- Coat of arms
- Location of Wittenförden within Ludwigslust-Parchim district
- Location of Wittenförden
- Wittenförden Wittenförden
- Coordinates: 53°37′N 11°19′E﻿ / ﻿53.617°N 11.317°E
- Country: Germany
- State: Mecklenburg-Vorpommern
- District: Ludwigslust-Parchim
- Municipal assoc.: Stralendorf

Government
- • Mayor: Manfred Bosselmann

Area
- • Total: 12.23 km^{2} (4.72 sq mi)
- Elevation: 62 m (203 ft)

Population (2023-12-31)
- • Total: 2,476
- • Density: 202.5/km^{2} (524.4/sq mi)
- Time zone: UTC+01:00 (CET)
- • Summer (DST): UTC+02:00 (CEST)
- Postal codes: 19073
- Dialling codes: 0385
- Vehicle registration: LWL
- Website: www.wittenfoerden.de

= Wittenförden =

Wittenförden is a municipality in the Ludwigslust-Parchim district, in Mecklenburg-Vorpommern, Germany. The municipality has a seat in the Office of Stralendorf from where it is administered. It lies on the western boundary of Schwerin by the Neumühler See, one of several lakes in the area.

==History==
There is evidence that man has settled in the area since the Neolithic period although the exact date of the origin of the municipality is not known. The first mention of the area in writing was in 1217 about the building of a church and a cemetery. The German derivative of the local name is White Fjord, which suggests that it is taken from the Neumühler See and its sinuous form. The local industry was primarily agriculture and forestry, and after the Thirty-Year War, peat-extraction. A commercial district developed after 1990, which provides about 500 jobs. After the reunification of Germany, the population of Wittenförden has occasionally almost tripled due primarily to the migration of people from urban areas.

==Transport links==
Wittenförden is situated two kilometres from the Schwerin bypass (B 106).

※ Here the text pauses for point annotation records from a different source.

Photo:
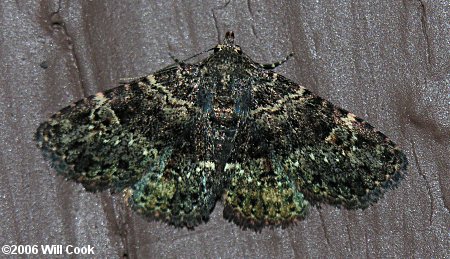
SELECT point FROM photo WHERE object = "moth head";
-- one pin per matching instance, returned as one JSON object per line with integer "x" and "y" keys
{"x": 228, "y": 44}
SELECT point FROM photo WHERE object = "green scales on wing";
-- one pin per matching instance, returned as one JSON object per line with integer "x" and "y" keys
{"x": 179, "y": 140}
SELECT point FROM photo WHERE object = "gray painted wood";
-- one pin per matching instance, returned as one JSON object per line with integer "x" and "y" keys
{"x": 386, "y": 61}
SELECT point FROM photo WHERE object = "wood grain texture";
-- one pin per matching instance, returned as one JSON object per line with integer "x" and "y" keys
{"x": 386, "y": 61}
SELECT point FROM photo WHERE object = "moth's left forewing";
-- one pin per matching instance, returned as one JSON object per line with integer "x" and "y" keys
{"x": 332, "y": 155}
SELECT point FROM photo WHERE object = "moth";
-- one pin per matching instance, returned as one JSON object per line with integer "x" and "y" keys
{"x": 225, "y": 128}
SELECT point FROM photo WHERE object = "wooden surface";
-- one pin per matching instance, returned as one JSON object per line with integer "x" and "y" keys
{"x": 386, "y": 61}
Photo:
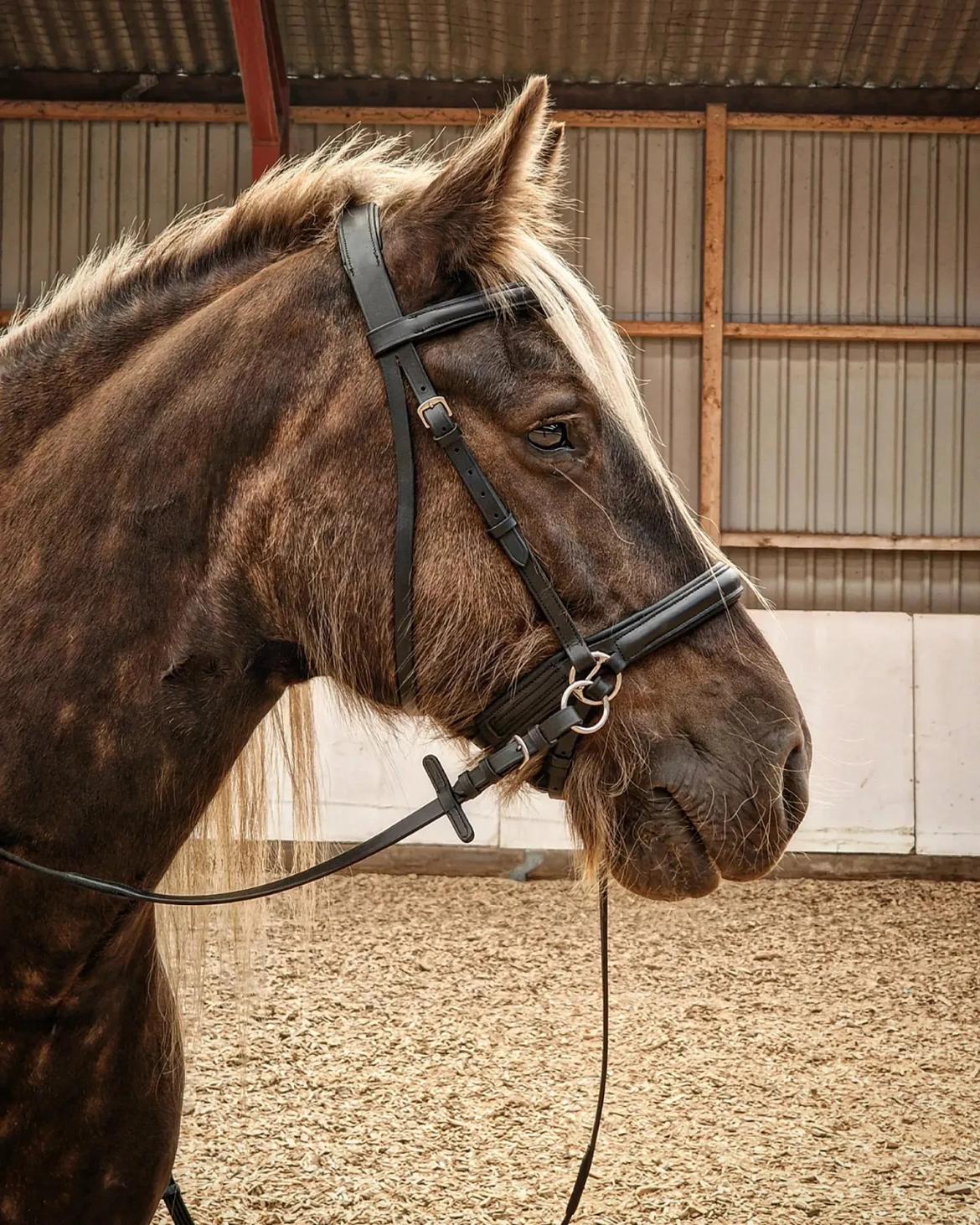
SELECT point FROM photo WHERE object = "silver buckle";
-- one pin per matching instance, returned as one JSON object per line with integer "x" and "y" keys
{"x": 601, "y": 658}
{"x": 431, "y": 403}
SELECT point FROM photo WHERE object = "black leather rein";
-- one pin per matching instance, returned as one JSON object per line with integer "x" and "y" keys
{"x": 544, "y": 715}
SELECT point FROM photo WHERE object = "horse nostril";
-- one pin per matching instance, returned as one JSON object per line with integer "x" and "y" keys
{"x": 795, "y": 789}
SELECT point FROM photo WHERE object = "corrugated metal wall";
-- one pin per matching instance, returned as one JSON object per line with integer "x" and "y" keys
{"x": 823, "y": 228}
{"x": 855, "y": 437}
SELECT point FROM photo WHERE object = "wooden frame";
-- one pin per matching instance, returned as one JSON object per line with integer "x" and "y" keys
{"x": 712, "y": 318}
{"x": 264, "y": 81}
{"x": 463, "y": 116}
{"x": 712, "y": 330}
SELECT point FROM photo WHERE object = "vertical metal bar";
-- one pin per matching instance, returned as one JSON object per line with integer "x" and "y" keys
{"x": 712, "y": 307}
{"x": 264, "y": 81}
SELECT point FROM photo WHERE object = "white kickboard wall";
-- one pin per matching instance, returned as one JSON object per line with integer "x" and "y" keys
{"x": 892, "y": 707}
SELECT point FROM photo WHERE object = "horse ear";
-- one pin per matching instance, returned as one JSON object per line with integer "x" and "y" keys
{"x": 551, "y": 159}
{"x": 497, "y": 182}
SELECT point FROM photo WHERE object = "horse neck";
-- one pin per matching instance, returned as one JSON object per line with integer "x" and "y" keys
{"x": 137, "y": 654}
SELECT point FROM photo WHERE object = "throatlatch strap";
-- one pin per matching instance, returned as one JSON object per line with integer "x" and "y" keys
{"x": 585, "y": 1166}
{"x": 174, "y": 1204}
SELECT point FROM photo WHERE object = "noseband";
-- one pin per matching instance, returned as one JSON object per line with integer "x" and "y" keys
{"x": 547, "y": 712}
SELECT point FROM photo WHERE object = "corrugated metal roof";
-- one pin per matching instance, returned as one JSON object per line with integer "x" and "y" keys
{"x": 900, "y": 43}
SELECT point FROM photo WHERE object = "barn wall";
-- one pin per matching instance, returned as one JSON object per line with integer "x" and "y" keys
{"x": 821, "y": 227}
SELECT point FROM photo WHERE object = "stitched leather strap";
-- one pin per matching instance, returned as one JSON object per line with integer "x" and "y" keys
{"x": 503, "y": 527}
{"x": 391, "y": 334}
{"x": 627, "y": 642}
{"x": 362, "y": 256}
{"x": 449, "y": 316}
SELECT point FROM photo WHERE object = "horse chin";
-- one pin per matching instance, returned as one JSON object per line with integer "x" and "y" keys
{"x": 657, "y": 851}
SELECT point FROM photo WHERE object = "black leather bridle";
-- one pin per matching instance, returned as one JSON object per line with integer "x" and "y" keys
{"x": 545, "y": 712}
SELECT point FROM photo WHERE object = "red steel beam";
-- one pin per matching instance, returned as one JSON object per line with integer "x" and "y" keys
{"x": 260, "y": 58}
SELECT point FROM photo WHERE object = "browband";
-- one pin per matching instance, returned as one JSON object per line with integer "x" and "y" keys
{"x": 449, "y": 316}
{"x": 544, "y": 713}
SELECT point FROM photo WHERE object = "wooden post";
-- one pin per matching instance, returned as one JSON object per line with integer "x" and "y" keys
{"x": 712, "y": 304}
{"x": 264, "y": 81}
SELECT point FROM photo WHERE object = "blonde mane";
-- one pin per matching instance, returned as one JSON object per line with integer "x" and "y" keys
{"x": 289, "y": 209}
{"x": 297, "y": 204}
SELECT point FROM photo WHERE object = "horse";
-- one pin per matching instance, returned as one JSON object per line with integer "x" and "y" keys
{"x": 198, "y": 514}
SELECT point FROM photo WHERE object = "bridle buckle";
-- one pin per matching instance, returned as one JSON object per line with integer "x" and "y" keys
{"x": 432, "y": 402}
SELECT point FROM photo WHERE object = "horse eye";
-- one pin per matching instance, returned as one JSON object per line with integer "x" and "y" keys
{"x": 553, "y": 437}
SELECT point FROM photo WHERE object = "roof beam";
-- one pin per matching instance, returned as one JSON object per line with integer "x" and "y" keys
{"x": 264, "y": 81}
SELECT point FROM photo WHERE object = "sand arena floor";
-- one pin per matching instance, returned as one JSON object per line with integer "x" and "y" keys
{"x": 781, "y": 1052}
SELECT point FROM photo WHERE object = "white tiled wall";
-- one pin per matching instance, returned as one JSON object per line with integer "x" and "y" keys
{"x": 947, "y": 734}
{"x": 853, "y": 674}
{"x": 892, "y": 706}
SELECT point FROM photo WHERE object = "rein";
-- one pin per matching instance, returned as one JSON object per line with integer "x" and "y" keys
{"x": 543, "y": 716}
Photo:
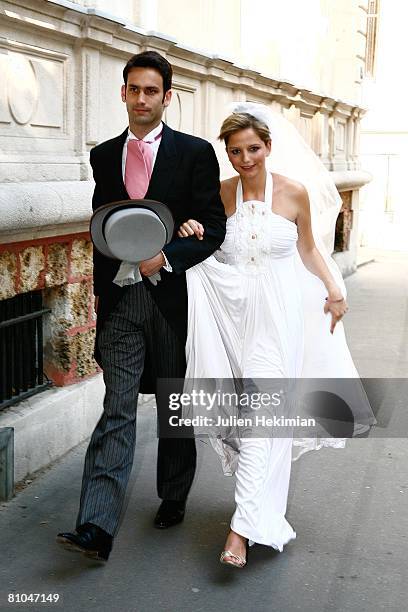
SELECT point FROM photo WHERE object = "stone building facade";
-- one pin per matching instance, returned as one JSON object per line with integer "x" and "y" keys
{"x": 60, "y": 66}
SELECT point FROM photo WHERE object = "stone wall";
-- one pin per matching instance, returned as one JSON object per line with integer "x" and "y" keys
{"x": 62, "y": 268}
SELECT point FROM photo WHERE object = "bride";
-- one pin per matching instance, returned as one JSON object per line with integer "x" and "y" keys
{"x": 253, "y": 304}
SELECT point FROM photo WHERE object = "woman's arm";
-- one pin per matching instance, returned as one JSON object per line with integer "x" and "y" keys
{"x": 313, "y": 260}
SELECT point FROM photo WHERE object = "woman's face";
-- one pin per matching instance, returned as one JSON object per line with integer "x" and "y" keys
{"x": 247, "y": 152}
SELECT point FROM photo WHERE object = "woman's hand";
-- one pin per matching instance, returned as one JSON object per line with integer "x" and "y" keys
{"x": 337, "y": 308}
{"x": 191, "y": 228}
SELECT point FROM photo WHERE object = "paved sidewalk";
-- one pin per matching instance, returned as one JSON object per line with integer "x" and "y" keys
{"x": 349, "y": 508}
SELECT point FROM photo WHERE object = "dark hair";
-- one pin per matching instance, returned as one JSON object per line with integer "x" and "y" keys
{"x": 151, "y": 59}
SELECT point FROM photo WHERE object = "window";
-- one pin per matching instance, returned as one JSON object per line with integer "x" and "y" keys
{"x": 21, "y": 348}
{"x": 371, "y": 36}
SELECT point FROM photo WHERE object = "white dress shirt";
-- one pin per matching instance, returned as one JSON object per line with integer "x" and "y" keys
{"x": 154, "y": 138}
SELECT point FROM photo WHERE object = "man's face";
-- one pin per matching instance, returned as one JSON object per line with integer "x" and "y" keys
{"x": 143, "y": 95}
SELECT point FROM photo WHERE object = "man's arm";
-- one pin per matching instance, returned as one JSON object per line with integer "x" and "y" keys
{"x": 207, "y": 208}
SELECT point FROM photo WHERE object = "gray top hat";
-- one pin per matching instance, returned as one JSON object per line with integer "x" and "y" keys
{"x": 131, "y": 230}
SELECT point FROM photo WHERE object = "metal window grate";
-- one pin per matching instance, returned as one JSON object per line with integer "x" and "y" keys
{"x": 21, "y": 348}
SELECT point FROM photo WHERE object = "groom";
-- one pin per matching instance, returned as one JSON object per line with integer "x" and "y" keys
{"x": 141, "y": 328}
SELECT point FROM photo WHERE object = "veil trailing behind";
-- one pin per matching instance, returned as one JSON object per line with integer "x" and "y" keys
{"x": 325, "y": 355}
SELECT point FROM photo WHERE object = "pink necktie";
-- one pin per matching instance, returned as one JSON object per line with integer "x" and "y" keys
{"x": 138, "y": 170}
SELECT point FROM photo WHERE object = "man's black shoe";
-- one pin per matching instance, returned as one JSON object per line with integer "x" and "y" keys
{"x": 170, "y": 513}
{"x": 91, "y": 540}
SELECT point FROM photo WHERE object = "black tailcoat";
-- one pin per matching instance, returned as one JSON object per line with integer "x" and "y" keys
{"x": 186, "y": 178}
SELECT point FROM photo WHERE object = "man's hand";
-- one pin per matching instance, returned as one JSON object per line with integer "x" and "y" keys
{"x": 153, "y": 265}
{"x": 191, "y": 228}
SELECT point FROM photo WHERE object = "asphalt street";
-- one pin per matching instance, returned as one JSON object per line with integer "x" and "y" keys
{"x": 349, "y": 508}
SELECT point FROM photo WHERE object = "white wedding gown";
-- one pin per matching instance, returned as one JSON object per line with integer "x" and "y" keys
{"x": 246, "y": 320}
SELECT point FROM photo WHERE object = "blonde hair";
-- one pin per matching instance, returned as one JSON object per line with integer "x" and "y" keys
{"x": 242, "y": 121}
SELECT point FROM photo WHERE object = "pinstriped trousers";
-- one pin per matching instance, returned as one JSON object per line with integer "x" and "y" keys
{"x": 136, "y": 329}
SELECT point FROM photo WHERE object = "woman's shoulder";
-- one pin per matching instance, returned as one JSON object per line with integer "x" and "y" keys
{"x": 291, "y": 187}
{"x": 229, "y": 186}
{"x": 228, "y": 194}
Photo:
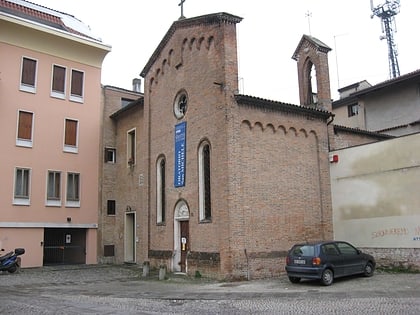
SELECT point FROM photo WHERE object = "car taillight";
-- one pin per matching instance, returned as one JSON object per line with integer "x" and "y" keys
{"x": 316, "y": 261}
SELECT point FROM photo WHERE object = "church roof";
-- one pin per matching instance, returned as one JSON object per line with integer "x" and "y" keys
{"x": 38, "y": 14}
{"x": 280, "y": 106}
{"x": 313, "y": 41}
{"x": 214, "y": 18}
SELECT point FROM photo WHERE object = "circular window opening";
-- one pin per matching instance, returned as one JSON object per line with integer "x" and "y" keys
{"x": 181, "y": 105}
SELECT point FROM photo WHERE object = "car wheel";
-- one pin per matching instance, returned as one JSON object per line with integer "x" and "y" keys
{"x": 369, "y": 269}
{"x": 12, "y": 269}
{"x": 294, "y": 279}
{"x": 327, "y": 277}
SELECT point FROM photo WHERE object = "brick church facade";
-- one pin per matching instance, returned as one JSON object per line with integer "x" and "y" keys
{"x": 207, "y": 180}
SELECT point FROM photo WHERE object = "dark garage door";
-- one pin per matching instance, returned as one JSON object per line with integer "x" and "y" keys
{"x": 64, "y": 246}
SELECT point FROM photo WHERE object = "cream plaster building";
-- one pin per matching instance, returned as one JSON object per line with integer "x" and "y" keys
{"x": 50, "y": 111}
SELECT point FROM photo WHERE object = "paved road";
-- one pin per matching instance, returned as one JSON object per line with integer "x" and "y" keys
{"x": 123, "y": 290}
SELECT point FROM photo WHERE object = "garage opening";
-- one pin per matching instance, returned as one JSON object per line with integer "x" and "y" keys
{"x": 64, "y": 246}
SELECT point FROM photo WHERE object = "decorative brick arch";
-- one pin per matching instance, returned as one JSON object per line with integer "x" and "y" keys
{"x": 312, "y": 52}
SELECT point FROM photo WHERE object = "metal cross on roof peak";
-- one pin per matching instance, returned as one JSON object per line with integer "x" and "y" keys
{"x": 181, "y": 4}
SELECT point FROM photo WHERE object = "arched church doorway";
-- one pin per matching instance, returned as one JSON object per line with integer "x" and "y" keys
{"x": 181, "y": 236}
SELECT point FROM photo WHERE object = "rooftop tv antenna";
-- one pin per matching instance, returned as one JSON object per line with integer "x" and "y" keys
{"x": 387, "y": 12}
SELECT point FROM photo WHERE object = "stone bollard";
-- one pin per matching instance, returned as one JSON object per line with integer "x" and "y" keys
{"x": 146, "y": 268}
{"x": 162, "y": 272}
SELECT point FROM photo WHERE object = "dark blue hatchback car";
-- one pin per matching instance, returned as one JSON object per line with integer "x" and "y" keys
{"x": 326, "y": 261}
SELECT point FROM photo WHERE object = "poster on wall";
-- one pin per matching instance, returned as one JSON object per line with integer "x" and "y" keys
{"x": 180, "y": 149}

The nearest railway station five kilometres away at Schwerin. Wittenförden has a bus service as part of the Schwerin transport network.

==Local sights==
A Neo-Gothic village church dating from the 19th century.

==Heraldry==
The design of the crest is a white willow tree with three branches on a red background and between the two longer outside branches, a golden bell.